Quanti olimpionici italiani hanno una laurea?

Goodbye America. Il modello dei college sforna medaglie, ma anche in Italia abbiamo iniziato a fabbricare campioni che alla specialità olimpica uniscono quella universitaria. Dovrebbe pensarci il Cio a un medagliere delle lauree che certifichi il sano intrecciarsi di sport, vita e studio. E in quella particolare graduatoria faremmo bella figura. La squadra italiana di Rio è fortissima: su 314 atleti qualificati, 41 hanno una laurea. Si tratta del 13% del totale, percentuale alta se la si confronta, ad esempio, con il 23,9% degli italiani compresi fra 30 e 34 anni che hanno un titolo di studio universitario, occupando l’ultima posizione nella Ue.
Nella squadra azzurra ci sono laureati in economia, ingegneria, architettura, scienze politiche, musica; lo sport con la percentuale più alta di laureati è l’atletica (dieci azzurri su 38). Sono traguardi conquistati incastrando allenamento, aule, studio e viaggi in giro per il mondo. Sforzi che rendono gli atleti più completi e pronti ad affrontare la vita, una volta lasciato il barnum dello sport.
Questo meccanismo sembra meno oliato nel nostro sport più popolare, il calcio. In Serie A il laureato è merce rara: Giorgio Chiellini, l’avvocato Gugliemo Stendardo, che per l’esame di procuratore saltò una partita facendo infuriare il suo tecnico, Roberto Colombo, Simone Romagnoli e pochi altri. Un deserto con ovvie ricadute sulle vite di quei calciatori che non riescono a riciclarsi nel loro mondo con i soliti ruoli da ex.
Il modello americano dei college, che integra sport e studio in un’unica vita e che tante medaglie ha fruttato al team Usa e ad altre squadre, non si è mai radicato in Italia. Vista la dispersione scolastica e le vite traumatiche nel post-carriera, le istituzioni dello sport sono al lavoro. Il modello Juventus, con il suo liceo a Vinovo, ha fatto da apripista, altri club lo hanno clonato e a inizio settembre parte un progetto del ministero dell’Istruzione, in collaborazione con Lega Calcio Serie A e Coni. Con Websport 3.60, coordinato a livello scientifico da Marta Serrano, protagonista in passato dell’avventura juventina, gli studenti-calciatori di A potranno apprendere grazie a una piattaforma web. In qualsiasi città vivano, sulla piattaforma troveranno lezioni, esercizi, verifiche, e potranno sostituire il 25% delle ore in classe con il materiale web, avendo anche due tutor.
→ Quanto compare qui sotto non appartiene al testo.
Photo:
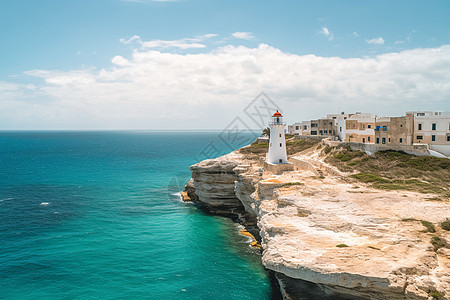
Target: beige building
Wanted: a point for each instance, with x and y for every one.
(326, 127)
(432, 128)
(359, 128)
(394, 130)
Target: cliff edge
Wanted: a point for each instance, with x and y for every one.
(320, 225)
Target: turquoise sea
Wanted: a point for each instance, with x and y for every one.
(95, 215)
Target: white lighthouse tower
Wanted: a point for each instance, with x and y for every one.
(277, 147)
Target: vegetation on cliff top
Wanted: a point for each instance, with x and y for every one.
(393, 170)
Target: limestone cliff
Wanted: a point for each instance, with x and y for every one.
(348, 238)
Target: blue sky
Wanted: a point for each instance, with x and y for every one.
(53, 50)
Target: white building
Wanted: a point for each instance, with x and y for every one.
(432, 128)
(359, 128)
(339, 122)
(306, 128)
(277, 145)
(295, 128)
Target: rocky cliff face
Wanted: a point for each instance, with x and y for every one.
(347, 238)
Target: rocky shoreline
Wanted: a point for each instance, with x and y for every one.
(347, 239)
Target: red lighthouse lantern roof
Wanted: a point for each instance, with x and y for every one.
(277, 114)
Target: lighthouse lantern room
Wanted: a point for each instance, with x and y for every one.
(277, 147)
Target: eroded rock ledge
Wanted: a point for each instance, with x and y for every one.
(342, 235)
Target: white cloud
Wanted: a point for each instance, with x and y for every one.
(376, 41)
(325, 31)
(156, 89)
(185, 43)
(243, 35)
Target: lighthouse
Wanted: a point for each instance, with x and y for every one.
(277, 147)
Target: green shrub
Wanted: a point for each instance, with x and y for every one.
(438, 242)
(446, 225)
(428, 225)
(293, 183)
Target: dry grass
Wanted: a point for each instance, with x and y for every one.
(392, 170)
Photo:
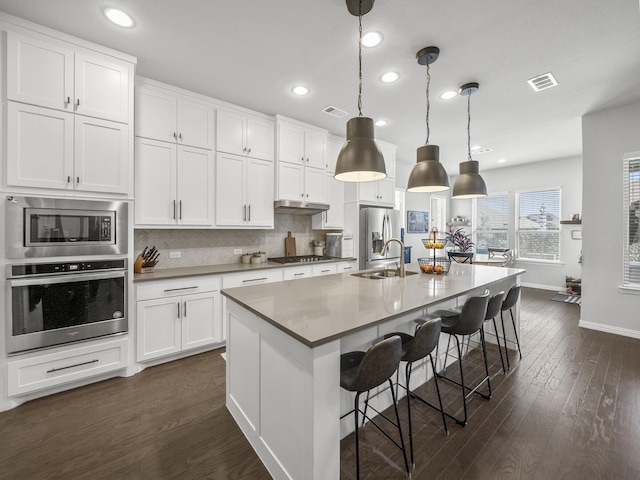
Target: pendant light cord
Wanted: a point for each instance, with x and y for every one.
(469, 125)
(428, 105)
(360, 59)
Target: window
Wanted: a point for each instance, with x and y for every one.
(631, 195)
(491, 222)
(538, 225)
(439, 213)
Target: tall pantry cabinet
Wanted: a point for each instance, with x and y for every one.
(69, 113)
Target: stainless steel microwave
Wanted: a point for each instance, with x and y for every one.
(52, 227)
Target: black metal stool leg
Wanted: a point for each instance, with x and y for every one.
(515, 332)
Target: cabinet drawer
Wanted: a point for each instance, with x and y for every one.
(254, 278)
(65, 365)
(170, 288)
(325, 269)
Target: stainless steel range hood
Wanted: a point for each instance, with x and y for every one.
(292, 207)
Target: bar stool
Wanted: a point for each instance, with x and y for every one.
(414, 348)
(468, 321)
(510, 302)
(362, 371)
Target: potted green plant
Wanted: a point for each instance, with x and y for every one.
(459, 239)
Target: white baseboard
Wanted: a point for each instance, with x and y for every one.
(543, 287)
(625, 332)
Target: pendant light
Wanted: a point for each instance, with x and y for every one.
(469, 183)
(360, 159)
(428, 174)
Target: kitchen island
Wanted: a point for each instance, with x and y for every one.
(284, 345)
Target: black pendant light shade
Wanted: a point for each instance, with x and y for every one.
(428, 174)
(469, 183)
(360, 159)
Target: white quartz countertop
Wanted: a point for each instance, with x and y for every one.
(320, 309)
(168, 273)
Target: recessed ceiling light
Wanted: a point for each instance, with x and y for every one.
(300, 90)
(390, 77)
(119, 17)
(371, 39)
(448, 95)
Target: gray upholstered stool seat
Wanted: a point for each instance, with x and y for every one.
(362, 371)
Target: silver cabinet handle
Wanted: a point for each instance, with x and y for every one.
(167, 290)
(71, 366)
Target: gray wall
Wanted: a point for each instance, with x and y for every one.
(606, 136)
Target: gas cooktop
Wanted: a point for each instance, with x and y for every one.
(300, 259)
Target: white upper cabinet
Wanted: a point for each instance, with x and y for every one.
(242, 133)
(170, 116)
(300, 144)
(54, 74)
(174, 184)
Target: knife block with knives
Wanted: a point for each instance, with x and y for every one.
(146, 260)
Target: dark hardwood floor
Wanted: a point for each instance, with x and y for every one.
(570, 409)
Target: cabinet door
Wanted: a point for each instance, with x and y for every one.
(386, 191)
(230, 204)
(230, 132)
(201, 320)
(314, 149)
(101, 155)
(290, 181)
(39, 72)
(334, 217)
(291, 143)
(102, 87)
(260, 138)
(314, 185)
(39, 147)
(195, 186)
(158, 330)
(259, 192)
(156, 112)
(155, 190)
(195, 123)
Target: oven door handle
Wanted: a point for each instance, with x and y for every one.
(65, 278)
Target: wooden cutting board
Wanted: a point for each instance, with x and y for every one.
(289, 245)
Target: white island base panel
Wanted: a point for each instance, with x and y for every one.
(286, 396)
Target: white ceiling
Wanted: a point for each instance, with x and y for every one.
(251, 52)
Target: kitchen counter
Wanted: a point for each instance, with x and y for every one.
(172, 273)
(283, 354)
(320, 309)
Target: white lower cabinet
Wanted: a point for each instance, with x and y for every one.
(61, 365)
(175, 316)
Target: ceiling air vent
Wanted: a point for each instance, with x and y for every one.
(542, 82)
(334, 112)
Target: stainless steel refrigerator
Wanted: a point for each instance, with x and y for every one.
(377, 225)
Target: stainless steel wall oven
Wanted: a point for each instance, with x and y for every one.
(56, 303)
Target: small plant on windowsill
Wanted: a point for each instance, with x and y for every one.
(461, 241)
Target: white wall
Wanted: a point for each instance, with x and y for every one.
(606, 137)
(565, 173)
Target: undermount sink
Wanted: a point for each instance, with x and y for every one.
(384, 273)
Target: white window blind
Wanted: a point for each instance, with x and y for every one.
(538, 227)
(631, 208)
(491, 222)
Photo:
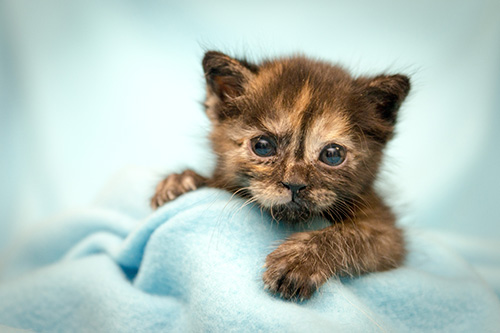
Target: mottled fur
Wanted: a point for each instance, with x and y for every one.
(304, 105)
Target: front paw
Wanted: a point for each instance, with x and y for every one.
(295, 270)
(175, 185)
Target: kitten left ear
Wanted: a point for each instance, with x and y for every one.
(226, 77)
(388, 92)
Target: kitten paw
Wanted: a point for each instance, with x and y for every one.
(175, 185)
(294, 269)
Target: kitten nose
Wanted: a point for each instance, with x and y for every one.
(295, 188)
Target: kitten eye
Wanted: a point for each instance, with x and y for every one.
(333, 154)
(263, 146)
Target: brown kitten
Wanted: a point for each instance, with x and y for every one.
(304, 138)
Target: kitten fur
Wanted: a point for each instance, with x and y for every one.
(303, 105)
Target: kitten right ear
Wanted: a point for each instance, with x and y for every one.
(226, 78)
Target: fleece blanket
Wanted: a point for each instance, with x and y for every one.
(196, 264)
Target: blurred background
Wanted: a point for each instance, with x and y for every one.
(91, 88)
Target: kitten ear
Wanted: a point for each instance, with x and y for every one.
(226, 77)
(388, 92)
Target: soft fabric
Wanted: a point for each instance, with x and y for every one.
(196, 265)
A settembre parte la sperimentazione con il calcio, dal prossimo anno scolastico il programma sarà esteso agli studenti-atleti di tutte le discipline sportive: «La piattaforma – spiega Serrano – offre agli atleti una base comune e la scuola si adegua al ritmo degli impegni sportivi, ricalcando il modello Usa del college».
Dalla scuola al lavoro: è appena partito “La nuova stagione”, progetto da 5,14 milioni sviluppato da Coni e ministero del Lavoro, per l’inserimento degli atleti nel lavoro, a fine carriera sportiva. Sempre sul post attività agonistica interviene il piano EduCare Sport di Bnl, insieme con il Coni, per la formazione degli atleti che cercano una vita lavorativa.
La strada è lunga, ma questi programmi dimostrano che il problema è chiaro a chi governa lo sport. Non basta la volontà dei singoli: serve un sistema Paese anche per far convivere sport e studio: i risultati scolastici si vedranno fra un po’, ma per arrivare da qualche parte si deve pur partire. E lo sport italiano si è messo in cammino, ammirando quei 41 azzurri di Rio con la corona di alloro sul capo.